There is precedent everywhere we look, and particularly in public servants, as MFS professionals are, and as many very good people across this state are, to say that there should be exactly the same access to workplace health and safety support if it is required. It is inexcusable for the government to say, ‘But when it comes to firefighters, we think that’s different.’ Let me say, I am not trying to take anything away from the MFS. Good luck to them. They have recently received extra support, and I think that is fantastic.

The volunteers deserve exactly the same because the principle is set throughout our state. They deserve exactly the same because the risks they face are exactly the same and quite possibly even greater. For the government to say that we cannot afford it is disgraceful, and that is what the government is saying, ‘We have decided to give it to the paid MFS firefighters, but we cannot give it to the volunteers because we can’t afford it.’ That is a disgraceful precedent that they are trying to set.
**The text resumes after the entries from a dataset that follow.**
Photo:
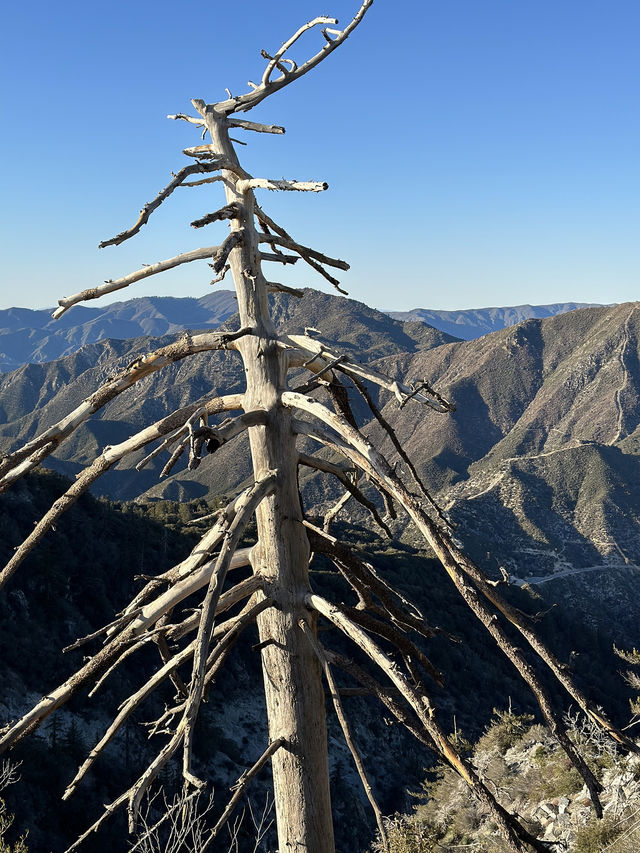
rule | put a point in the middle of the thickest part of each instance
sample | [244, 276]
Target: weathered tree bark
[291, 672]
[280, 598]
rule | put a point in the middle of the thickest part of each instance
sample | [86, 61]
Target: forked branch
[119, 283]
[35, 451]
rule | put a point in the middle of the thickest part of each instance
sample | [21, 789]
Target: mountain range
[475, 322]
[28, 336]
[539, 464]
[538, 467]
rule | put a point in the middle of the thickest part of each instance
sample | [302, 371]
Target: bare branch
[511, 830]
[257, 128]
[276, 287]
[119, 283]
[314, 354]
[148, 209]
[229, 211]
[246, 102]
[184, 117]
[267, 223]
[303, 250]
[99, 466]
[134, 701]
[214, 180]
[352, 489]
[247, 184]
[34, 451]
[344, 724]
[384, 423]
[234, 239]
[240, 787]
[281, 259]
[244, 510]
[457, 564]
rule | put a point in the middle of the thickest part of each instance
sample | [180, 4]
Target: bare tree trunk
[291, 672]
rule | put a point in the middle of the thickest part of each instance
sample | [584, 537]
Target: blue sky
[478, 153]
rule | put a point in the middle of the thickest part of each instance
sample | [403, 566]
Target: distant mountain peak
[472, 323]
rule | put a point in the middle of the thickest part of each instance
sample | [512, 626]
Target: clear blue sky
[478, 153]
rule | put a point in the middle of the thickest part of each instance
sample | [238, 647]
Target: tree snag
[278, 595]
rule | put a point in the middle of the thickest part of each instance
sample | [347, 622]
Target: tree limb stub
[245, 185]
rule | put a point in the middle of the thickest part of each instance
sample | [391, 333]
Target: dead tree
[277, 594]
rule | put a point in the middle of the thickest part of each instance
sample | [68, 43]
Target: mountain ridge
[30, 336]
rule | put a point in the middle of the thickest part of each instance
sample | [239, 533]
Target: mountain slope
[33, 337]
[36, 396]
[475, 322]
[538, 464]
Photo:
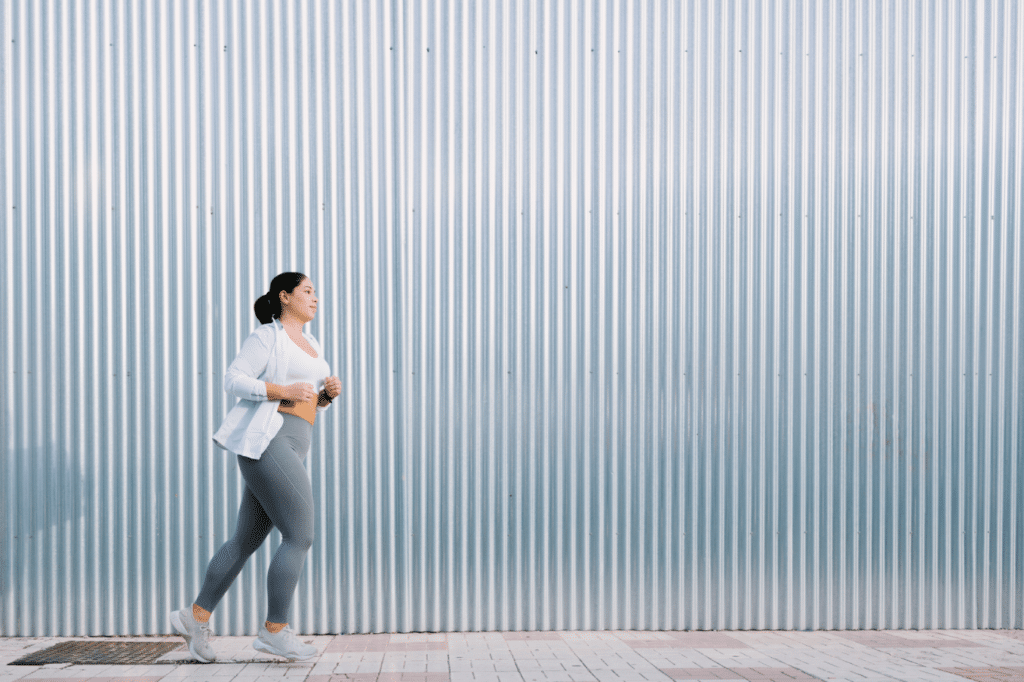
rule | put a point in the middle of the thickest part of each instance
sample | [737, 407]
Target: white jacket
[253, 422]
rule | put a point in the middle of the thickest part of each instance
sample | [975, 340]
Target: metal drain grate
[85, 653]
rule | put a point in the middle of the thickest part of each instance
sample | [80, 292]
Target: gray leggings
[278, 495]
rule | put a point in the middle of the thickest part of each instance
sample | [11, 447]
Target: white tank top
[304, 368]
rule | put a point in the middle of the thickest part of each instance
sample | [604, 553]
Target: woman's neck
[291, 324]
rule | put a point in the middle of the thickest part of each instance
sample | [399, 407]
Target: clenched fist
[332, 386]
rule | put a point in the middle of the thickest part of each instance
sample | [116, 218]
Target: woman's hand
[332, 386]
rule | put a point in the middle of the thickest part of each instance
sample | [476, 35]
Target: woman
[282, 383]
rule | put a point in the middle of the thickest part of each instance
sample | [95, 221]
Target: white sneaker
[197, 635]
[285, 643]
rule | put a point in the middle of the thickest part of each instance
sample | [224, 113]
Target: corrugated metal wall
[649, 314]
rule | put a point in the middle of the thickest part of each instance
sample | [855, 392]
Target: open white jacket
[253, 422]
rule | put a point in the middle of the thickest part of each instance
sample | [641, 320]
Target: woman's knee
[301, 538]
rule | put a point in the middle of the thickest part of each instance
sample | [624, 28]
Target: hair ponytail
[267, 306]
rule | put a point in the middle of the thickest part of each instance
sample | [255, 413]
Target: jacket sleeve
[241, 379]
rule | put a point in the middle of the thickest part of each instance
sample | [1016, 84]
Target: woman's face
[301, 302]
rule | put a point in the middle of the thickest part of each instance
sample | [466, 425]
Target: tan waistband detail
[306, 411]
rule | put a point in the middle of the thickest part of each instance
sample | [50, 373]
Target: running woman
[282, 382]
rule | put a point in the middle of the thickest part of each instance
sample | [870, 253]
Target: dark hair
[267, 306]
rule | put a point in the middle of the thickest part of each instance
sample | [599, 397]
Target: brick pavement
[981, 655]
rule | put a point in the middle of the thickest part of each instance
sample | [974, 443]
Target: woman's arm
[241, 377]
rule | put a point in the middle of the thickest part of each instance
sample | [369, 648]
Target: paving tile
[1000, 674]
[700, 674]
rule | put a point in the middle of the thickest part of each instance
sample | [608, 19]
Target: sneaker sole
[260, 645]
[181, 630]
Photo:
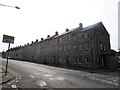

This is a principle about the cover that is there, and I understand the realities of budgets and I understand the realities that you cannot pay for more than you can actually afford to pay for. It should not be, ‘We will give complete full cover to one group and no cover to another, or not give the same access to the same cover to a different group.’ It should actually be that you start with the principle and then figure out what you can afford; do not start with what you can afford and then try to create a principle that works to your budget. What is right is right and what is wrong is wrong.

I think it is a dreadful shame for the government to say that we can afford it for the professionals but we cannot afford it for the volunteers. The professionals deserve it and the volunteers deserve it as well. I would not be at all surprised if all of those other types of workplaces I mentioned—whether it be MPs’ offices, schools, charitable organisations, visitor information centres or Families SA, and there are probably dozens of other examples people here could consider—decided to stick up for their colleagues, for volunteers, who go out of their way, as many members on this side have said, and put themselves at very serious risk.

I can say that I have done it and I am just one person. I go to a few CFS callouts a year because I am barely home. If I am home and the pager goes off, I go out, but I am not home that often so I go to probably four CFS callouts a year. I know firsthand the risks that people put themselves through and I know firsthand the people who do it much more frequently than I do. There is a core group of people in the Wilmington CFS, probably 10 or a dozen or so, who would be available for almost every callout.

This is not about me. As far as I know I am very fit and healthy and do not expect to ever benefit from what I am pushing for, but there are probably 5,000 to 8,000 people out there out of the 13,000-odd CFS volunteers who would do callouts more frequently than I do, and they are the people who deserve this. Government members know in their hearts that what the government is doing here is wrong. It is good that they gave it to the MFS but completely inexcusable that they did not give it to the CFS as well.

The last thing I would like to say is to make a genuine plea to the member for Frome, who understands this issue very well. For the previous four years in parliament we discussed many CFS and emergency services issues together. He understands this issue and before the last election he was in lock step with us on this issue of principle. I call on him not to change his principle. He said that if he joined the Labor government he would not change his principles on regional development. He said that if he joined the Labor government he would not change his principles in the way he represents the people of Frome. I call on him not to change his principles on the way he wants to stick up for CFS volunteers throughout his electorate and throughout this state.

There are approximately 30 CFS brigades within my electorate alone. There are 13,000 CFS volunteers throughout the state. We support them. The member for Frome said he would support them, and I call on him to do so.